Whilst some of the mentioned multidimensional relaxometry and correlation imaging studies were able to detect the myelin water compartment, others did not achieve this. We tackle the challenge of myelin water’s fast T2 relaxation with a combination of spiral readouts and strong gradients of up to \(300\,\hbox {mT}\,\hbox {m}^{-1}\) to achieve short echo times TE in a diffusion-weighted inversion recovery spin echo (DW-IR-SE) sequence [43], whilst ensuring high image quality with a reconstruction that accounts for spatio-temporal field dynamics in an advanced encoding model [62]. This allows us to acquire a rich data set with a sensitivity to T1, T2, diffusion, or combinations thereof, and investigate the potential of different 1D and 2D variants of 1D multi-component relaxometry, 1D multi-component diffusion imaging, 2D relaxation correlation imaging, and 2D diffusion–relaxation correlation spectroscopic imaging (DR-CSI) for the quantification of brain microstructure and especially myelin water mapping.

2 Theory

Multi-component MRI assumes that the measured transverse magnetization M originates from different compartments, characterized by different T1, T2 and diffusivity D (here used synonymously for the apparent diffusion coefficient (ADC) and the mean diffusivity (MD)). Different voxels r are made up of a different compartment mixture, characterized by each compartment’s signal fraction f. Based on the known exponential equations for relaxation and diffusion in a DW-IR-SE sequence, and the scan parameters inversion time TI, echo time TE and b-value b, which make the scan sensitive to T1, T2 and D, respectively, the signal M at position r is described by the weighted sum

$$\begin{aligned} \begin{aligned} M_p(r)&\propto \int _{{\textrm{T1}},{\textrm{T2}},{\textrm{D}}} f(r,{\textrm{T1}},{\textrm{T2}},D) \left( 1 - 2\exp \left( -\frac{TI_p}{{\textrm{T1}}}\right) + \exp \left( -\frac{TR}{{\textrm{T1}}}\right) \right) \\&\quad \exp \left( -\frac{TE_p}{{\textrm{T2}}}\right) \exp \left( -b_pD\right) {\textrm{dT1}}\,{\textrm{dT2}}\,{\textrm{dD}}, \end{aligned} \end{aligned}$$
(1)

where we number a total of P sets of scan parameters (different TI, TE, or b) with the index p.
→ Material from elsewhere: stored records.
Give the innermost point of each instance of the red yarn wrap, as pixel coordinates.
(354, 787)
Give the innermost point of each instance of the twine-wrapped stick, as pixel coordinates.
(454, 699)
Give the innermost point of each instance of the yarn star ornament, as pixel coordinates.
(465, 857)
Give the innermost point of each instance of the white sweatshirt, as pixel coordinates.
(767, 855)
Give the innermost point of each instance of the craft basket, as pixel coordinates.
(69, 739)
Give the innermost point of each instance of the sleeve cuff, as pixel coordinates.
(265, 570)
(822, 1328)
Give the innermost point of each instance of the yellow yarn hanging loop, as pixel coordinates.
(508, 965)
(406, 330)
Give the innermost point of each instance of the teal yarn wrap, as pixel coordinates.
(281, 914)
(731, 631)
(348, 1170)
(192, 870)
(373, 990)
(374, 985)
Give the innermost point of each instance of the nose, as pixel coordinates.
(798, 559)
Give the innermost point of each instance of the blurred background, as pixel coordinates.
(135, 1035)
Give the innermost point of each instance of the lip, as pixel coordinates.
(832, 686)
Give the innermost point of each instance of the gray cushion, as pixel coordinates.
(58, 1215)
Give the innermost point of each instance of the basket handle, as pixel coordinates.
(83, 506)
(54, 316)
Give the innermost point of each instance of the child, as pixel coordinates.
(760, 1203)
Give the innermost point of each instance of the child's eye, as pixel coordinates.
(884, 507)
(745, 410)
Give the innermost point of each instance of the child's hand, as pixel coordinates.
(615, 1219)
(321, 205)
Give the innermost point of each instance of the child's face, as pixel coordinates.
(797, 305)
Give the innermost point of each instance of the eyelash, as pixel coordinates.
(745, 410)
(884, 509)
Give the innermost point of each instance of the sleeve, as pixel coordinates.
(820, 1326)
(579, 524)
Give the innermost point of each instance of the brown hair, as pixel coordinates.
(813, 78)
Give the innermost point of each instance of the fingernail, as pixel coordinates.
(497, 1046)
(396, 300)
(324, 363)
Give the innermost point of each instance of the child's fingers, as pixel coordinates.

Although non-parametric approaches do not assume a biophysical model with a defined set of water pools, we still need to discretize Eq. 1 in order to quantify the compartments. Assuming Q unique combinations of tissue parameters T1, T2 and D (each defining a possible component), we get:

$$\begin{aligned} \begin{aligned} M_p(r)&\propto \sum _{q=1}^Q f_q(r) \left( 1 - 2\exp \left( -\frac{TI_p}{{\textrm{T1}}_{q}}\right) + \exp \left( -\frac{TR}{{\textrm{T1}}_{q}}\right) \right) \\&\quad \exp \left( -\frac{TE_p}{{\textrm{T2}}_{q}}\right) \exp \left( -b_p{\textrm{D}}_q\right) . \end{aligned} \end{aligned}$$
(2)

Pre-computation of a kernel K

$$\begin{aligned} \begin{aligned} K(p,q)&= \left( 1 - 2\exp \left( -\frac{TI_p}{{\textrm{T1}}_{q}}\right) + \exp \left( -\frac{TR}{{\textrm{T1}}_{q}}\right) \right) \\&\quad \exp \left( -\frac{TE_p}{{\textrm{T2}}_{q}}\right) \exp \left( -b_p{\textrm{D}}_q\right) \end{aligned} \end{aligned}$$
(3)

of dimensions \(P\times {}Q\), which contains the exponential decays for all combinations of imaging and tissue parameters, allows the forward problem of simulating the signals M to be formulated as a matrix multiplication:

$$\begin{aligned} M^{N\times {}P} = K^{P\times {}Q}F^{Q\times {}N}, \end{aligned}$$
(4)

where N is the number of voxels. For every voxel, the spectrum F contains the signal fractions for all Q possible compartments. Depending on the experiment, the spectra can have one (e.g. 1D T1 spectrum) or more dimensions (e.g. 2D T1-T2 spectrum). For \(P<Q\), estimating the spectra F from given signals is an ill-conditioned, inverse problem.

3 Methods

3.1 Data Acquisition, Reconstruction and Post-processing

In vivo brain data of three healthy volunteers were acquired on a 3T Siemens MAGNETOM Skyra Connectome MR system (Siemens Healthcare GmbH, Erlangen, Germany) with gradients of up to \(300\,\hbox {mT}\,\hbox {m}^{-1}\) and a 32-channel head coil, using a custom DW-IR-SE sequence with spiral readouts [43]. All scans were performed in accordance with the local ethics board after obtaining written informed consent. For each volunteer, either TI and TE, TI and b or TE and b were varied, resulting in sensitivity to T1-T2, T1-D or T2-D, respectively. All three data sets consisted of \(P=8\times 8=64\) different contrasts, i.e. different combinations of acquisition parameters TI, TE, and b. The different scan protocols are shown in Table 1. The maximum gradient strength used was \(295\,\hbox {mT}\,\hbox {m}^{-1}\) for \(b=1000\,\hbox {s}\,\hbox {mm}^{-2}\). Additionally, multi-echo Cartesian gradient echo reference scans were acquired and used for the computation of coil sensitivity and B0 maps. Field fluctuations were measured in a separate experiment with a Dynamic Field Camera (Skope Magnetic Resonance Technology AG, Zurich, Switzerland) [19].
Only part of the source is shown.